Is spring all that far away? The tingle in my bones tells me it isn't.
When the sun shines a bit brighter and we start to see glimmers of the ground under all that snow, my motorcycle comes to mind. The insurance is paid up, the bike is polished and ready to go, and now all we are waiting for is a dry day. That is, dry pavement . . . can't be any ice, for sure.
But, sometimes as I start to think of the few months we can jump on our motorcycles and make the day different from so many before us, the dichotomy of what can be found in Fowlerville comes to mind.
There was an afternoon last summer, as my husband and I rode slowly through town, a feeling of yesteryear and our modern lives coincided.
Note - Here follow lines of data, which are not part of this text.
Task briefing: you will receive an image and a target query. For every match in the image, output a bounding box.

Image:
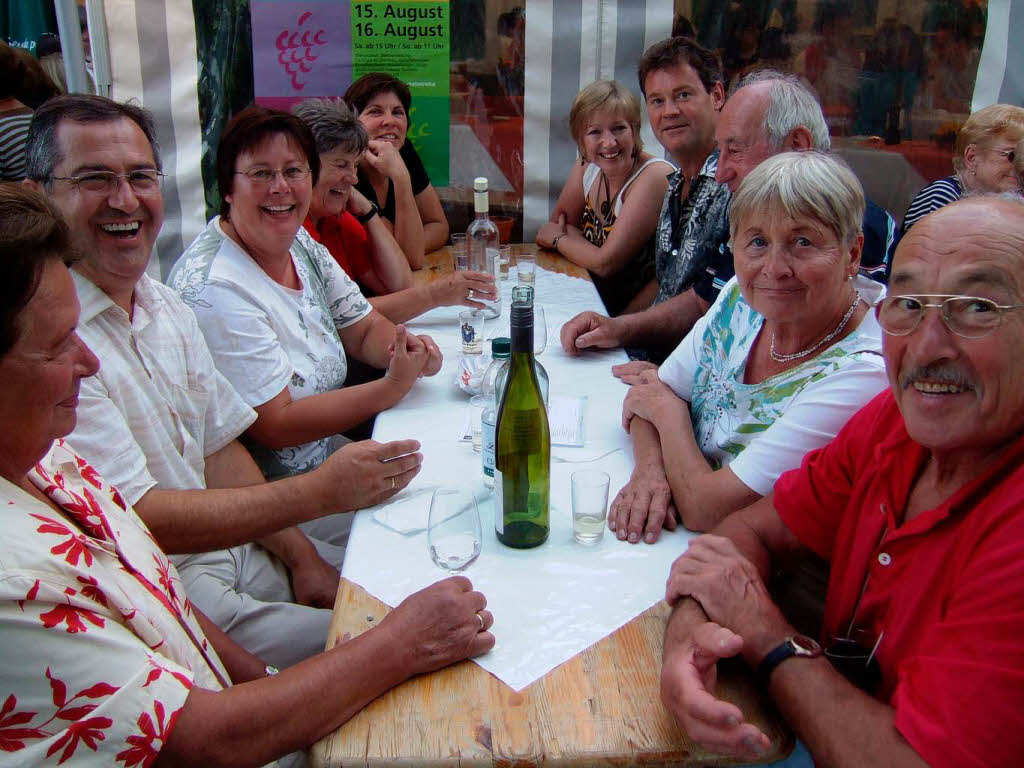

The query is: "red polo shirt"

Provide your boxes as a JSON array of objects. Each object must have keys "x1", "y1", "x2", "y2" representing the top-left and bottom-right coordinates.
[
  {"x1": 774, "y1": 390, "x2": 1024, "y2": 768},
  {"x1": 302, "y1": 211, "x2": 374, "y2": 285}
]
And it was the feeling of opposites, or contradiction, that collision of two things that don't really go together . . . the dichotomy of it all.
There is always a feeling of stepping into years gone by as one ventures through town . . . brick buildings, old-fashioned streetlights, tall storefront windows book-ending a single front door . . . but it is no more apparent when a motorcycle rider gives a wide berth to riders on horses.
Since that day, I have watched these riders wander through a parking lot at a fast food restaurant and then turn toward the downtown, and I witness drivers giving them the same wide berth we did. Once again, it reminded me of you never know what you might see in Fowlerville.